[
https://issues.apache.org/jira/browse/HBASE-13329?page=com.atlassian.jira.plugin.system.issuetabpanels:comment-tabpanel&focusedCommentId=14706821#comment-14706821
]
Michael Rose commented on HBASE-13329:
--------------------------------------
In 1.x.x at least, this same change needs to be applied in both KeyValue.java
(13329-v1.patch does this change) as well as
CellComparator#getMinimumMidpointArray.
Ran into this issue with HBase 1.0.0 (CDH5.4.0). It's unclear what originally
caused the issue (after weeks of stable operation), but it would cause RSes to
abort. At this point, no RS was able to open the region until I applied the
patch from this issue as well as making the same change in CellComparator.

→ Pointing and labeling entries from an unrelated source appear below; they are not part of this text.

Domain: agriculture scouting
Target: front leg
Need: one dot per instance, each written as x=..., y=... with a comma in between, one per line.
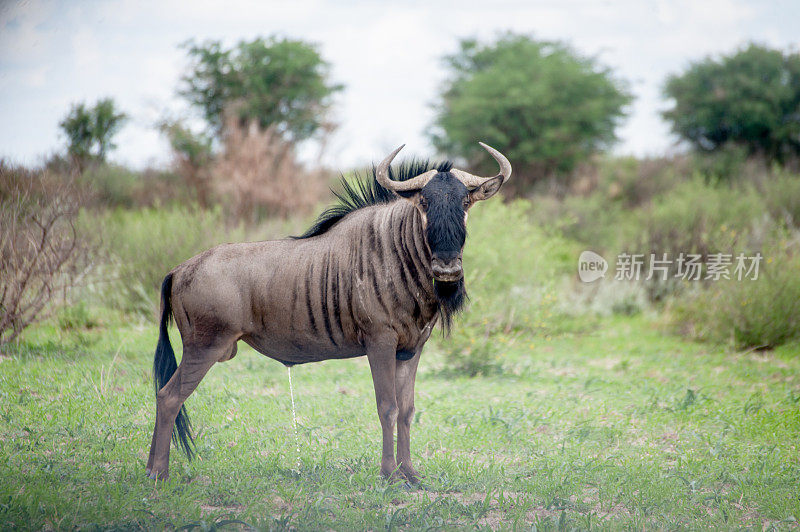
x=381, y=356
x=405, y=375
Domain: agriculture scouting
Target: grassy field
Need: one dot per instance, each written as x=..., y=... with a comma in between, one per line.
x=619, y=425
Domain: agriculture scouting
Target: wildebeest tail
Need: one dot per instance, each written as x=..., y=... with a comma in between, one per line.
x=164, y=366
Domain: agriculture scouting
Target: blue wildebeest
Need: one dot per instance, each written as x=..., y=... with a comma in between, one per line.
x=370, y=277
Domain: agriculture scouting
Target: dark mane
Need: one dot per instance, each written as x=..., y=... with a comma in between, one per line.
x=363, y=191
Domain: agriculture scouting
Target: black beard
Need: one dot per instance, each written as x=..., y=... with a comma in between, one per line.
x=450, y=298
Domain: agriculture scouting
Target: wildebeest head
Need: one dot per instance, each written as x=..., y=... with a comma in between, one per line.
x=443, y=199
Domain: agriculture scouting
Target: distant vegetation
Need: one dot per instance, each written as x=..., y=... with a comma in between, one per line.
x=551, y=110
x=552, y=405
x=748, y=100
x=90, y=131
x=544, y=106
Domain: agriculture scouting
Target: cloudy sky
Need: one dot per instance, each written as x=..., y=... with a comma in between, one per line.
x=387, y=54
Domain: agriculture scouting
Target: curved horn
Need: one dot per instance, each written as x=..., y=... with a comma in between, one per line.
x=472, y=181
x=415, y=183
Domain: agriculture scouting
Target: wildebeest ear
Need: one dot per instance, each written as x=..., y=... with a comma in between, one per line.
x=487, y=189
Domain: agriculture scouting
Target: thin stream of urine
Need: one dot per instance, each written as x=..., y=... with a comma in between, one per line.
x=294, y=416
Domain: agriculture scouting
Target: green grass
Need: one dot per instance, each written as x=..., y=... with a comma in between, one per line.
x=617, y=426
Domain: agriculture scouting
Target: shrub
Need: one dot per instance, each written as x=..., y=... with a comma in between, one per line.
x=111, y=185
x=141, y=247
x=747, y=99
x=42, y=255
x=258, y=173
x=540, y=103
x=762, y=313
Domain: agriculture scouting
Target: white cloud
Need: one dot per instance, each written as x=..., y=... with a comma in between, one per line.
x=387, y=54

With original patch applied even:
slave3.xxx.xxx.xxx,60020,1440131603772: Replay of WAL required. Forcing server
shutdown
org.apache.hadoop.hbase.DroppedSnapshotException: region:
deduplication,P\xDFt\x10\x053e73ceff5a2717d2ba76887ea21a2a8e353d1372\xFE,1438362391124.2bb6a602be6b1bfcea0508af4ba42235.
at
org.apache.hadoop.hbase.regionserver.HRegion.internalFlushCacheAndCommit(HRegion.java:2243)
at
org.apache.hadoop.hbase.regionserver.HRegion.internalFlushcache(HRegion.java:1972)
at
org.apache.hadoop.hbase.regionserver.HRegion.internalFlushcache(HRegion.java:1935)
at
org.apache.hadoop.hbase.regionserver.HRegion.flushcache(HRegion.java:1833)
at
org.apache.hadoop.hbase.regionserver.MemStoreFlusher.flushRegion(MemStoreFlusher.java:452)
at
org.apache.hadoop.hbase.regionserver.MemStoreFlusher.flushRegion(MemStoreFlusher.java:413)
at
org.apache.hadoop.hbase.regionserver.MemStoreFlusher.access$800(MemStoreFlusher.java:70)
at
org.apache.hadoop.hbase.regionserver.MemStoreFlusher$FlushHandler.run(MemStoreFlusher.java:229)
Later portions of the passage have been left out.